Good morning / afternoon / evening (delete as appropriate) and a big, sunny, diamond jubilee hello from Greedy Gusto, DineAtMine's guest blogger.
It always cheers me up to read the DineAtMine blog, and we love it when we get comments from readers who enjoy it too. Unfortunately, though, we recently got a letter from one disgruntled reader (a Mrs Madge E Micks), complaining that all the posts recently had used the KitchenAid (which we got as a wedding present from my wife's brother), but not the food processor (which we got as a wedding present from my brother). Yes the KitchenAid makes yummy things like cakes and ice cream, and it's a shimmery red colour, and is far more photogenic than the utilitarian MagiMix, and pictures of it (like the whisk pulling slowly out of the soft peaks of the whipped meringue mix) verge on the obscene for a family friendly blog. But the MagiMix can do good stuff too!
So the purpose of this post is to give the Magimix some well deserved time on the DineAtMine blog. I use the Magimix all the time - for zuzzing up a fruit smoothie (not sure if zuzzing is a word, but it's what I use), for chopping up vegetables for a stir fry, for squeezing orange juice (yes, the Magimix has a juice squeezing attachment that works really well; and honestly, the best freshly squeezed orange juice I've ever tasted was made last weekend using a bag of Sainsburys Basics oranges costing only 69p. Unexpectedly delicious). By the way, I apologise that this blog is punctuated by lots of offhand comments - I'm in the middle of reading "I, Partridge", and I can now only write in the style of Alan Partridge. Because I find it very funny. (Note to editor, we should probably have a link for readers to purchase "I, Partridge" on Amazon.)
So as I was saying, the purpose of this post is to give some airtime to the MagiMix. And not just because my brother bought it for us. But because it also makes delicious recipes like this gratin in no time. Using a knife and a chopping board, the preparation for this recipe would take me at least 2 and a half weeks, but in the Magimix these thin butternut wedges were prepared in a matter of minutes. By the way, you may have noticed that I've switched my capitalisation between MagiMix and Magimix - just thought I'd mix it up a bit (pun intended).

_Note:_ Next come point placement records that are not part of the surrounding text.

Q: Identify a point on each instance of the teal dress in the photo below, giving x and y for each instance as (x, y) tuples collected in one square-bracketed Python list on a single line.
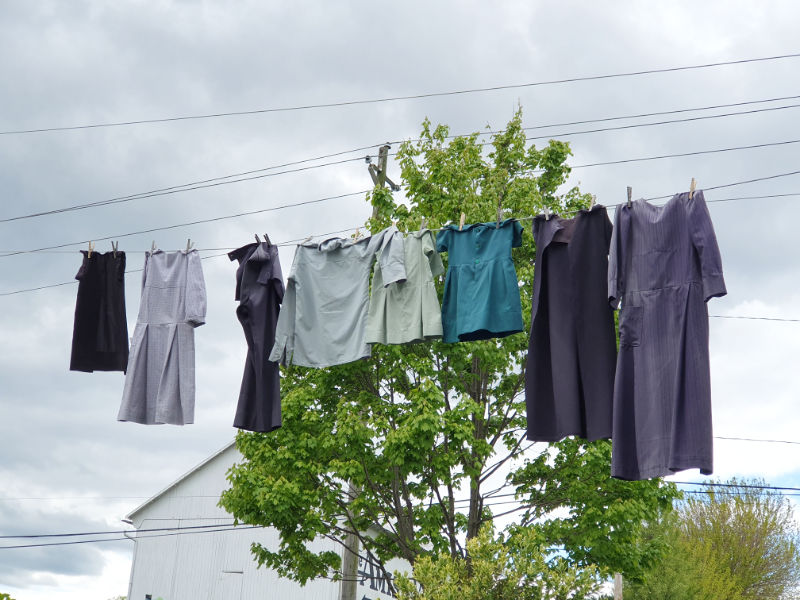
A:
[(481, 292)]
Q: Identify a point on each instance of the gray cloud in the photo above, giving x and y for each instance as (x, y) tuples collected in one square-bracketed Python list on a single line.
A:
[(89, 61)]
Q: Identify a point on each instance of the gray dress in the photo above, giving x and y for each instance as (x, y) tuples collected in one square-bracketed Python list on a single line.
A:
[(664, 266), (159, 385), (324, 313)]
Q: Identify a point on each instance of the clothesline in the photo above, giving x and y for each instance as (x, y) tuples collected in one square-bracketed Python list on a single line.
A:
[(8, 253), (406, 97)]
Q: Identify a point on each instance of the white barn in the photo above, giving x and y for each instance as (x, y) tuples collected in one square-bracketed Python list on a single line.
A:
[(218, 565)]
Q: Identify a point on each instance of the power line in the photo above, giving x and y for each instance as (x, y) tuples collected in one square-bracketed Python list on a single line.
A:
[(245, 175), (658, 113), (294, 204), (187, 187), (73, 281), (684, 154), (400, 98), (738, 485), (197, 222), (756, 318), (112, 532), (137, 538), (766, 441), (655, 123), (19, 252)]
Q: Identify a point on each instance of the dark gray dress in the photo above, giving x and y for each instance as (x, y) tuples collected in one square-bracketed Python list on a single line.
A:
[(664, 266), (569, 374), (259, 289)]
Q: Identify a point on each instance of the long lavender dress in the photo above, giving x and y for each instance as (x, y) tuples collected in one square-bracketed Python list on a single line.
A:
[(664, 266)]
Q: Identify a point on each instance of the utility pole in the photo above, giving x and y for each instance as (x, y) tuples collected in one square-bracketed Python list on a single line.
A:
[(349, 585), (617, 586)]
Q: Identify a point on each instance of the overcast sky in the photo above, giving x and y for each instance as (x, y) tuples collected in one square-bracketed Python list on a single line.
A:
[(66, 464)]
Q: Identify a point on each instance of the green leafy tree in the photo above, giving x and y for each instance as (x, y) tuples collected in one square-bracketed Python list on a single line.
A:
[(519, 570), (429, 435), (726, 544)]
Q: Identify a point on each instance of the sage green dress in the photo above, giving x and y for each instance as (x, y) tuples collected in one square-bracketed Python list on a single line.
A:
[(408, 311)]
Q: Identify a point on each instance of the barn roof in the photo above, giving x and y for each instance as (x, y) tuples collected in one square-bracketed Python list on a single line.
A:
[(129, 516)]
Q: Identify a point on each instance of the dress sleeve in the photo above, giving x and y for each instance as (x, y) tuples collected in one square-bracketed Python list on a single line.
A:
[(705, 242), (283, 349), (443, 240), (516, 242), (434, 260), (84, 266), (195, 291), (609, 230), (616, 263), (392, 258)]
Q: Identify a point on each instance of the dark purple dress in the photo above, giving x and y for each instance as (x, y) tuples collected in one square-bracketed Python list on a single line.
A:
[(569, 373), (100, 331), (259, 289), (664, 266)]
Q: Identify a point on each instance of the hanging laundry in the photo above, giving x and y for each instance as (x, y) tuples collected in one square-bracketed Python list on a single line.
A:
[(408, 311), (160, 384), (569, 375), (100, 331), (664, 266), (324, 314), (481, 293), (259, 289)]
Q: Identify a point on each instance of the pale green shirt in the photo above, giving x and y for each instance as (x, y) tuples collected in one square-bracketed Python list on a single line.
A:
[(407, 311), (324, 313)]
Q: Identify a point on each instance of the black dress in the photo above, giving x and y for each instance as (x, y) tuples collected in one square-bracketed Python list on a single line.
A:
[(259, 289), (100, 332), (569, 377)]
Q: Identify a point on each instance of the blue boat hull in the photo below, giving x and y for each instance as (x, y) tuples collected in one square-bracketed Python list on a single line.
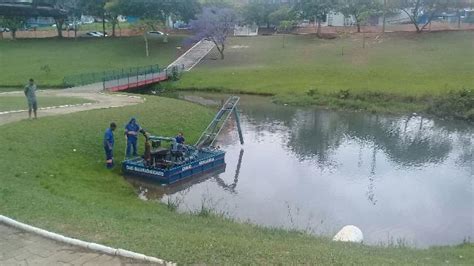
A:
[(206, 163)]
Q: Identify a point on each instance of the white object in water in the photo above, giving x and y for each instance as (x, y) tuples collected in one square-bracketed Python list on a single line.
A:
[(349, 233)]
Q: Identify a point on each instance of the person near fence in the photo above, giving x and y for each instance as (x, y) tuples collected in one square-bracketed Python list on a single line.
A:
[(131, 132), (30, 93), (109, 145)]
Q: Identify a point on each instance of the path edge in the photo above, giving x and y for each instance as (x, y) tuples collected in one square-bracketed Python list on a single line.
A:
[(80, 243)]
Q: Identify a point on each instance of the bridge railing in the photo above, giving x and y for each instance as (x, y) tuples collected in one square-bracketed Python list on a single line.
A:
[(137, 79), (96, 77)]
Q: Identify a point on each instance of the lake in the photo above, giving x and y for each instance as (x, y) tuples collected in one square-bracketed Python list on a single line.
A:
[(400, 179)]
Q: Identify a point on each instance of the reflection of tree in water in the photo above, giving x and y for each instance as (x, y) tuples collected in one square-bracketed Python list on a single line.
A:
[(316, 135), (231, 187), (410, 142)]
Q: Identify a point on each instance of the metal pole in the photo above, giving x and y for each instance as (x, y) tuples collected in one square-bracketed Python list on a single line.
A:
[(239, 128), (384, 15)]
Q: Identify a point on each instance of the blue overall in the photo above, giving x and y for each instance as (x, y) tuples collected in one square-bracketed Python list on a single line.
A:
[(132, 126), (108, 147)]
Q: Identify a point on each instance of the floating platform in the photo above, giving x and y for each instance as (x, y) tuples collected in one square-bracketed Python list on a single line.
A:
[(168, 165), (171, 172)]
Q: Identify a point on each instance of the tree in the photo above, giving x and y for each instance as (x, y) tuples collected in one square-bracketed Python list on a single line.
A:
[(96, 8), (284, 13), (215, 24), (458, 6), (258, 12), (285, 26), (113, 9), (314, 9), (360, 10), (152, 14), (12, 23), (186, 10), (417, 9)]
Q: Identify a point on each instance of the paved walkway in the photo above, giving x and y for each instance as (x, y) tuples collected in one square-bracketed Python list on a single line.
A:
[(21, 248), (91, 92), (194, 55)]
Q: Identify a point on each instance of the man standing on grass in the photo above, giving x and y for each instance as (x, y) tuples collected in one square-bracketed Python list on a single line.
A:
[(109, 145), (30, 93)]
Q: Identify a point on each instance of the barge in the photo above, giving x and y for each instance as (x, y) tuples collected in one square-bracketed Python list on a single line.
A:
[(167, 162)]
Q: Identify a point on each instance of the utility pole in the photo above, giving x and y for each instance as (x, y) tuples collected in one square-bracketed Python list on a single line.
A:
[(384, 15)]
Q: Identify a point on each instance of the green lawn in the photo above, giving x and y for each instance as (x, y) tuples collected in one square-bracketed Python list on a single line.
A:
[(44, 182), (15, 102), (25, 58), (399, 64)]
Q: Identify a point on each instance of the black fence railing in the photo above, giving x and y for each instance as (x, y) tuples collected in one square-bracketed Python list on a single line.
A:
[(96, 77)]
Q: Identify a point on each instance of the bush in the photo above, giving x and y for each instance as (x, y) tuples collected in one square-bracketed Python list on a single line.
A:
[(455, 104)]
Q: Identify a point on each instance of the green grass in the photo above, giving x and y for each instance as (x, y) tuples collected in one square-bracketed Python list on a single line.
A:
[(25, 58), (46, 184), (410, 64), (407, 70), (15, 102)]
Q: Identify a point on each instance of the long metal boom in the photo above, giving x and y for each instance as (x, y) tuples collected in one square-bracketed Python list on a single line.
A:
[(209, 136)]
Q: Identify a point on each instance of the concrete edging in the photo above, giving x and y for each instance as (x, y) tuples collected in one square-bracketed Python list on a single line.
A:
[(87, 245)]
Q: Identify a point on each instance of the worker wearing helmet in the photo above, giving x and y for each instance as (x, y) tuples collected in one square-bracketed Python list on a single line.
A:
[(109, 145), (131, 132)]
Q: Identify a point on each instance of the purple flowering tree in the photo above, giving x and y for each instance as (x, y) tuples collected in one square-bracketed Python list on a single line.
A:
[(215, 24)]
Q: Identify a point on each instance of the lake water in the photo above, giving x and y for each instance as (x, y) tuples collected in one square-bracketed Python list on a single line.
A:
[(398, 178)]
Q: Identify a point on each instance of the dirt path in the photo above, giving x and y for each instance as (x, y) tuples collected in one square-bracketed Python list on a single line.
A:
[(91, 92)]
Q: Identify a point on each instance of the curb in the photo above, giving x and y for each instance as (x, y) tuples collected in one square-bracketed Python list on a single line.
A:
[(87, 245)]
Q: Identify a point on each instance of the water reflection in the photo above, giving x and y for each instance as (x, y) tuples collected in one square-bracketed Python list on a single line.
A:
[(406, 178)]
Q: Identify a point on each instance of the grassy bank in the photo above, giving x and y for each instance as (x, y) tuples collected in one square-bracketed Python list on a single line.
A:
[(396, 73), (15, 102), (49, 60), (48, 184)]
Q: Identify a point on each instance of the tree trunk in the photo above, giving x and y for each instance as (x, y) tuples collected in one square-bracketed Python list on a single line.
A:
[(114, 24), (222, 51), (103, 23), (59, 26), (418, 30), (459, 19), (384, 21), (318, 32), (147, 51)]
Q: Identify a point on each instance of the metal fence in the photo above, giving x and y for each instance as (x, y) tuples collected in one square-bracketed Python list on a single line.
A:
[(137, 79), (96, 77)]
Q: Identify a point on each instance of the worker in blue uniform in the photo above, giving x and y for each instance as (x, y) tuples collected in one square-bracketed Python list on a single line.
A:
[(131, 132), (180, 138), (109, 145)]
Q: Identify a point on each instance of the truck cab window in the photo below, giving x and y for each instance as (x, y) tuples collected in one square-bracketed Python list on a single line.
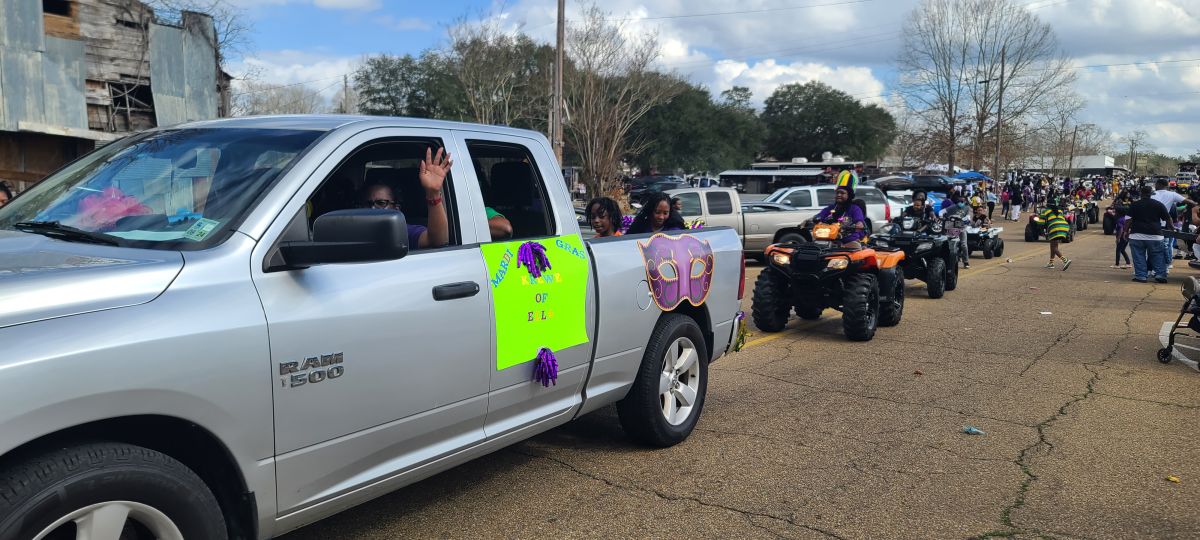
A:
[(719, 203), (802, 198), (385, 175), (690, 204), (513, 187)]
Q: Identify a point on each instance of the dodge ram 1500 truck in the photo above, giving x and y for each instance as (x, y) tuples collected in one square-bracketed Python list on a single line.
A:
[(234, 328)]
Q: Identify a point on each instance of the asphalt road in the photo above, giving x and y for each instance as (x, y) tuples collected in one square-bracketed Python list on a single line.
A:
[(805, 435)]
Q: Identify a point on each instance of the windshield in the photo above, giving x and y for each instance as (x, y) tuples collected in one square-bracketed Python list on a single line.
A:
[(168, 190)]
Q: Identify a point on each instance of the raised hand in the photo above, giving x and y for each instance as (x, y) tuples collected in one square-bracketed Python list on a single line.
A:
[(433, 171)]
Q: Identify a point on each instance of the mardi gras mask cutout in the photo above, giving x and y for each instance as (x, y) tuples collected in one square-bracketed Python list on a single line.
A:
[(678, 268)]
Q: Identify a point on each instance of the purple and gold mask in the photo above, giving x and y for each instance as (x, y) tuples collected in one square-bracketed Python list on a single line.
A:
[(678, 268)]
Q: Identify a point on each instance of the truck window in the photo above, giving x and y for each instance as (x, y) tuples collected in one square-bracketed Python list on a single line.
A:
[(719, 203), (690, 204), (513, 186), (384, 174), (801, 198)]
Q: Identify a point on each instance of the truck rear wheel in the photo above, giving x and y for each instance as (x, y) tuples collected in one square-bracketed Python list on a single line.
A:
[(669, 394), (891, 297), (861, 306), (106, 491), (772, 303), (935, 277)]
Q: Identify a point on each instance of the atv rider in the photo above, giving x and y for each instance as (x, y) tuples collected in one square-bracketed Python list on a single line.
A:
[(845, 210), (921, 210)]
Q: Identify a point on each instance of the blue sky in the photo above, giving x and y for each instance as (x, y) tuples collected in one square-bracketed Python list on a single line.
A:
[(846, 43)]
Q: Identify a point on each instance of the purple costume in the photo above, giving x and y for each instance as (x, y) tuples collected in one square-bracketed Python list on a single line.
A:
[(847, 217)]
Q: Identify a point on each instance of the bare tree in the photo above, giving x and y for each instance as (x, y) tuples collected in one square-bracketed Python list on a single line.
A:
[(263, 99), (1137, 144), (1014, 54), (503, 77), (934, 65), (607, 88), (954, 54)]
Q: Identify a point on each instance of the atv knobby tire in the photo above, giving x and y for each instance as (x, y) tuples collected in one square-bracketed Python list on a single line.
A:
[(952, 274), (861, 306), (935, 277), (771, 304), (891, 297)]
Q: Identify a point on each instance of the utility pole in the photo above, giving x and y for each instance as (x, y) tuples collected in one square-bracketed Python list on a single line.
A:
[(556, 129), (1071, 161), (1000, 118)]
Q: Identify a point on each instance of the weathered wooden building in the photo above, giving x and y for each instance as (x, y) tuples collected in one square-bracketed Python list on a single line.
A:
[(76, 73)]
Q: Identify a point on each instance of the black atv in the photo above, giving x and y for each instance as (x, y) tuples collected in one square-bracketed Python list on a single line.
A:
[(930, 256), (815, 274)]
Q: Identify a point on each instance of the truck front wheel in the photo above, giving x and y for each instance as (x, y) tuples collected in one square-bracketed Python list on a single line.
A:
[(106, 491), (669, 394)]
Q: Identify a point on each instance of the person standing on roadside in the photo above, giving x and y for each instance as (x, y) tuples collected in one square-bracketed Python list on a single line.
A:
[(1146, 219), (1057, 227), (1170, 202), (1122, 234)]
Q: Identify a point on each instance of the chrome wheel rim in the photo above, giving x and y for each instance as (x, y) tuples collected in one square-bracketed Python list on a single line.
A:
[(679, 381), (108, 520)]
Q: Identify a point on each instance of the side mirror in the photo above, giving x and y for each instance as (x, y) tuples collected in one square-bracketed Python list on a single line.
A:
[(360, 235)]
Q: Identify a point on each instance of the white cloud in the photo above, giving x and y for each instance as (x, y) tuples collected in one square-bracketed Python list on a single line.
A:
[(286, 67), (403, 23), (762, 78)]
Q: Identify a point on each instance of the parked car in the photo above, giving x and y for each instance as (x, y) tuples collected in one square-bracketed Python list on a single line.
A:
[(208, 335), (759, 225), (815, 198)]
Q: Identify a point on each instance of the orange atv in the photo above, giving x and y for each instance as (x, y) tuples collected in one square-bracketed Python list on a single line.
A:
[(810, 276)]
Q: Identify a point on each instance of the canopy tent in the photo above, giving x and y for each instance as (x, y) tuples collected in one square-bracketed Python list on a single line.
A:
[(972, 175)]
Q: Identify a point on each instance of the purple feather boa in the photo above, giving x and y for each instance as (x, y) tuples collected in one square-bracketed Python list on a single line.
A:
[(533, 256), (545, 371)]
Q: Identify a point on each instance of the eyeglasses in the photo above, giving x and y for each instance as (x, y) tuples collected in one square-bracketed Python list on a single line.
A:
[(381, 203)]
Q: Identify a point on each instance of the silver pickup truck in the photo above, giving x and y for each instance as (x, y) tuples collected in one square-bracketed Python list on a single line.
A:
[(235, 328), (759, 225)]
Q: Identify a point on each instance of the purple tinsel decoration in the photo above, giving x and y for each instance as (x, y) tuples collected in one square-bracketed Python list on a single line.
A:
[(533, 256), (546, 370)]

Like all Greedy Gusto's recipes, this one is quick, easy and greedy. There aren't many ingredients and there's no need to measure things out accurately. Just follow your heart. Add as much cream, milk and nutmeg as you like, bake it for as long as you think necessary, and it'll turn out great.
Butternut Squash Gratin
Adapted from various recipes - fingers crossed it works
- 1 butternut squash
- Cream and milk
- Ground nutmeg
- Salt and pepper
- Grated cheddar
First cut off the ends of the butternut squash, then cut it in half lengthways, and half again, and take out the seeds. Then simply feed it through your MagiMix (other food processors should work too) using the finest slicing blade (and when I say finest, I mean thinnest, not "the finest blade that money can buy").
Assemble the triangles of butternut squash in a low oven dish, and pour in cream and milk (using a 50/50 ratio) mixed with the grated cheddar, until the liquid is lapping at the edges of the top layer of squash. Then add a smattering of ground nutmeg, and some salt and pepper.
Bake in the oven for 45 minutes to an hour at 200 degrees, until the squash is cooked through.